What You Can Do to Ensure AI Supports Healthy Productivity
As harmful as workslop may be, organizations can bring it under control with the right approach. Here’s how to get ahead of it.
1. Acknowledge Your Staff is Already Using AI
The biggest reason workslop grows is when AI use remains informal, and organizations fail to address its qualitative impact. In many organizations, adoption is already happening quietly across teams. So, rather than issuing top-down mandates to broadly increase AI usage, have an honest conversation about how people are currently using these tools. Discuss where AI is helping and where it is creating gaps.
When employees feel trusted, they are likelier to raise concerns about quality, rather than pass along poor output. Naturally, this encouraged early course correction. Over time, shared awareness makes it easier to manage a problem that would otherwise remain invisible until it causes real damage.
2. See AI as a Building Block, Not a Finished Product
AI can generate content quickly, but speed alone does not ensure depth or accuracy. The most effective implementations position AI as a starting point, such as a drafting tool or a first-pass generator. Human judgment, context, and subject-matter expertise still play a central role in shaping the final output.
When teams understand that AI-generated content requires refinement, they engage with it more thoughtfully. As a result, the quality of work improves. Where possible, involve employees in shaping the tools they use, instead of introducing a black-box vendor solution with little transparency. Greater ownership leads to stronger accountability, and therefore, people are better prepared to correct errors.
3. Define and Share Standards for AI-assisted Work
It’s important that your employees understand and, more importantly, can align quality standards within your organization. Take the time to define what good looks like for your organization, whether it’s for a client proposal, a product description, or an internal report. Then, communicate those standards clearly.
With explicit benchmarks in place, employees can more easily identify when AI output falls short. In line with this, it might also be worthwhile to add a light review step before AI-assisted work is finalized, especially for client-facing or high-stakes materials. Overall, workslop becomes rare when standards are protected consistently.
4. Measure What Matters
Organizations that measure AI adoption broadly often get very little useful data because they track a surface-level metric. Therefore, it is important to pair usage tracking with quality indicators such as client satisfaction, error rates, and rework time across all the areas that AI touches. Beyond these indicators, it is also important to qualitatively understand from employees what constitutes good work and how AI affects it.

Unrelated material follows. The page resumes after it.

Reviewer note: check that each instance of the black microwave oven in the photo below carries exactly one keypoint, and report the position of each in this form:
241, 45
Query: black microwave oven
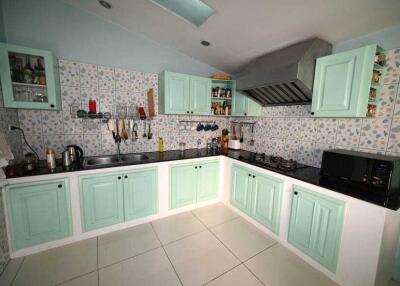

This approach shifts attention to performance and results. In a small business, regular check-ins about where AI output is effective and where it creates friction can surface issues early. As a result, teams can respond quickly and prevent small-quality problems from compounding into larger ones.
Embrace AI with Astute Technology Management
At the end of the day, the workslop is not an argument against AI. This is an argument for using it with intention. The tools themselves are not the problem. The problem is what happens when speed becomes the only measure of success and quality quietly slips through the cracks.
For businesses of any size, AI can genuinely help people work better. But that only happens when there are standards in place, when employees feel trusted enough to flag problems, and when organizations are honest about what good work looks like.
The businesses that get this right will not just avoid the costs of workslop. They will build something more valuable: a culture where AI makes the work stronger and not just appears quicker or stronger.